The Church of England took one heck of battering from COVID. It lost one in five of its Sunday worshipers. Children and families were hit even worse. That battering includes a deep decline in numbers of ordinands and the near-collapse of stipendiary ordinands, made worse by the division from debates over sexuality.

So, quo vadis? One option is to treat decline as inevitable, as the result of ineluctable social forces over which we have no control. This has a seductive attractiveness. If we think we can do nothing about decline, we can lie back, with a comforting glow of martyrdom inside, relaxed in the belief that we are being faithful in unpropitious times.

A second option is to look hard at what has happened. There were many good things going on in the Church of England pre-COVID. They could sprout up again. We should also look hard at what is happening to the church due to the ongoing conflict over sexuality. The church’s infighting will lead to its oblivion in many places if it continues as it is. There are many keen younger Christians, who could lead churches. But they are likely to lead churches outside the Church of England or not offer for church leadership at all, given its current state.

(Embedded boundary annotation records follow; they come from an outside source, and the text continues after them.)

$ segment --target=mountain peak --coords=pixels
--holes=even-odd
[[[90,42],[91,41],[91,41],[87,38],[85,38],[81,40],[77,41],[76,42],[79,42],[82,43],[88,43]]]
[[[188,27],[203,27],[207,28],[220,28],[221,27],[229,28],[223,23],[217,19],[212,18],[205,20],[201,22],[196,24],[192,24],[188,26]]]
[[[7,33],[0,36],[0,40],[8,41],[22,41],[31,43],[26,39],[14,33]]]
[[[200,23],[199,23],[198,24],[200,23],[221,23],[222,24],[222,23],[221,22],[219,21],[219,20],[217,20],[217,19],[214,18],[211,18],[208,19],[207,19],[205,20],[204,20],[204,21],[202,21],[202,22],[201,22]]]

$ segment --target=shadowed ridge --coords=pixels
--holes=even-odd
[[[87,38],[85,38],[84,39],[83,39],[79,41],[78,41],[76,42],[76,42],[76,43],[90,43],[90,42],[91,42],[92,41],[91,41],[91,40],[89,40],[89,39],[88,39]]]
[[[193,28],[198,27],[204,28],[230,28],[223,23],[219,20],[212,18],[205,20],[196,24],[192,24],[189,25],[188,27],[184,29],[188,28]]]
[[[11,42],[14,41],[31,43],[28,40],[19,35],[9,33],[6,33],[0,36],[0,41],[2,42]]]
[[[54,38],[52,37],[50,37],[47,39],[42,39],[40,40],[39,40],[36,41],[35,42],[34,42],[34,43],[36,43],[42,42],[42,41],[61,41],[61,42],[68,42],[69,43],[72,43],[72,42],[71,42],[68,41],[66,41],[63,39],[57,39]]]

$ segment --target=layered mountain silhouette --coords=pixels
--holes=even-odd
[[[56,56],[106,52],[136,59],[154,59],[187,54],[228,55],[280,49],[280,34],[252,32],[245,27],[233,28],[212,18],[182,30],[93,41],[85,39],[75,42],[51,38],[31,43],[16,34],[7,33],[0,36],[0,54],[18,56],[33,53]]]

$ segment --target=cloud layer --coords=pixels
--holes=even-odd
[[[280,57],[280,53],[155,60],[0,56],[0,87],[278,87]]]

And we should look hard at Glasgow and London and the many other places where congregations have proliferated in the late modern West.

We do not have to decline. We do not have to become a church of geriatrics. There is a path towards the flourishing of Anglican congregations in 21st-century England. The question for the Church of England is: is that a path we dare to take? The church in England has a future; whether the Church of England has a future is more difficult to say.